We now have a working Cosmos database storing JSON documents representing a single NPORT file. There's about 4500 NPORT files in this database currently, by my estimation there's about 16,000 on the SEC website that still need to be scraped, but it costs an arm and leg to squeeze it into the database so it's slow going.
The Cosmos DB is partitioned by Filer CIK Number. We needed a partition for faster querying, and cross partition querying is quite difficult.
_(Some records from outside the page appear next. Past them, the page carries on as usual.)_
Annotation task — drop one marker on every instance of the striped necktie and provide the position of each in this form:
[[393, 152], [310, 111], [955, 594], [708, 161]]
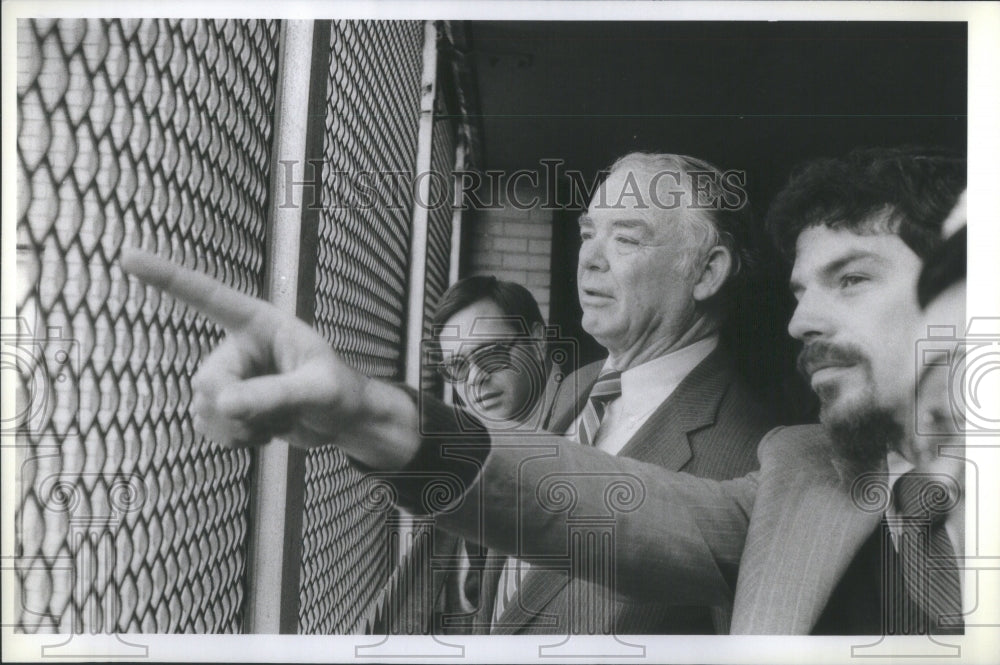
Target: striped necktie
[[607, 388], [926, 553]]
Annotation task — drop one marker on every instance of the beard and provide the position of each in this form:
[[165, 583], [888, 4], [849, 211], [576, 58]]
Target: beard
[[862, 432], [862, 438]]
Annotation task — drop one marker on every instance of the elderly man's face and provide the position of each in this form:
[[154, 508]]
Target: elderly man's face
[[631, 282]]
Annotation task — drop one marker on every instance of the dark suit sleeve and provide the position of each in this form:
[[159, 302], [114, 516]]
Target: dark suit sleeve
[[674, 537]]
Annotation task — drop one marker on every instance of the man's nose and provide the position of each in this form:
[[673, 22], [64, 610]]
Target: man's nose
[[477, 375], [811, 318], [592, 255]]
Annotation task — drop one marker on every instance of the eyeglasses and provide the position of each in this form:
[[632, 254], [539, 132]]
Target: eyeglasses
[[488, 358]]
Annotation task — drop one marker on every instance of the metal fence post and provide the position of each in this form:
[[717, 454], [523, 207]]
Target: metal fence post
[[275, 539]]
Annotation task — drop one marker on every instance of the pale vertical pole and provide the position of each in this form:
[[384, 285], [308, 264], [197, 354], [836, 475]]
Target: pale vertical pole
[[456, 219], [275, 538], [418, 233]]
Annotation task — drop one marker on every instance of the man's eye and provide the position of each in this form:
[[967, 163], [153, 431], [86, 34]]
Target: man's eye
[[847, 281]]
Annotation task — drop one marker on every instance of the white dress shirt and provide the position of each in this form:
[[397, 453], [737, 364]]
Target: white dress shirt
[[644, 388]]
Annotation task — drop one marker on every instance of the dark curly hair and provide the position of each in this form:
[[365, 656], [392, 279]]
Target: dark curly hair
[[513, 299], [908, 191]]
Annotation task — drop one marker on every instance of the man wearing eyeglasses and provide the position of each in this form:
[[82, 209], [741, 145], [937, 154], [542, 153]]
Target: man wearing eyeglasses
[[490, 335], [663, 245]]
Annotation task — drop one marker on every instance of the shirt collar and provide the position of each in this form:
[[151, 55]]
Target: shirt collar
[[648, 384]]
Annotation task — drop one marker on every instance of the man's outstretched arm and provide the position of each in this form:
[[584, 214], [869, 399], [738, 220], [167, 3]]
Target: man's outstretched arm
[[274, 376]]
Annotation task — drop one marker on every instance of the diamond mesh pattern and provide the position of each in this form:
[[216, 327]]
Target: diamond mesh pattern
[[143, 132], [361, 279]]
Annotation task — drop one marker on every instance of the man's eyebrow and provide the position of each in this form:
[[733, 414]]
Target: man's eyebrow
[[630, 223], [837, 265], [853, 256]]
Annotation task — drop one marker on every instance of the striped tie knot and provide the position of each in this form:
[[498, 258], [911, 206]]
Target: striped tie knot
[[925, 496], [607, 389]]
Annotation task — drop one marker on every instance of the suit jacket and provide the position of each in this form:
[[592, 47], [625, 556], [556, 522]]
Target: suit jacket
[[792, 530], [710, 426]]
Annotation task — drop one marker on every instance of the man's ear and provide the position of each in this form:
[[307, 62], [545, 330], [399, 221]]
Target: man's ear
[[714, 271]]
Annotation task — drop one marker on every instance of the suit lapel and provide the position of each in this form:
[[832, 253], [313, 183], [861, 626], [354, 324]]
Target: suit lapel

If we need to make another collection with this data using a different partition, let me know.
Here's comprehensive documentation on using OData for querying:
https://www.odata.org/documentation/
This query fetches the unique/distinct Filer CIK numbers in the database:
https://wsbnports.azurewebsites.net/odata/nports/FilerCiks
This query is a sample used to fetch all NPORT files for the Filer CIK 0001605941:
https://wsbnports.azurewebsites.net/odata/nports('0001605941')?$count=true
This query is a sample/subset of the previous query, fetching all NPORT filings for that Filer where the Series Name contains the word "GAMCO":
https://wsbnports.azurewebsites.net/odata/nports('0001605941')?$count=true&$filter=contains(formData/genInfo/seriesName, 'GAMCO')
This query takes the Filer CIK 0000892538 and filters for filings where they had a holding with the name 'Dollar General Corp'
https://wsbnports.azurewebsites.net/odata/nports('0000892538')?$count=true&$filter=formData/invstOrSecs/invstOrSecArray/any(x: x/name eq 'Dollar General Corp')
I will warn users; some fields can be either an object or an array of that object.
Schema can be found here:
https://app.quicktype.io?share=WhebQbQXzr0itDwdehz3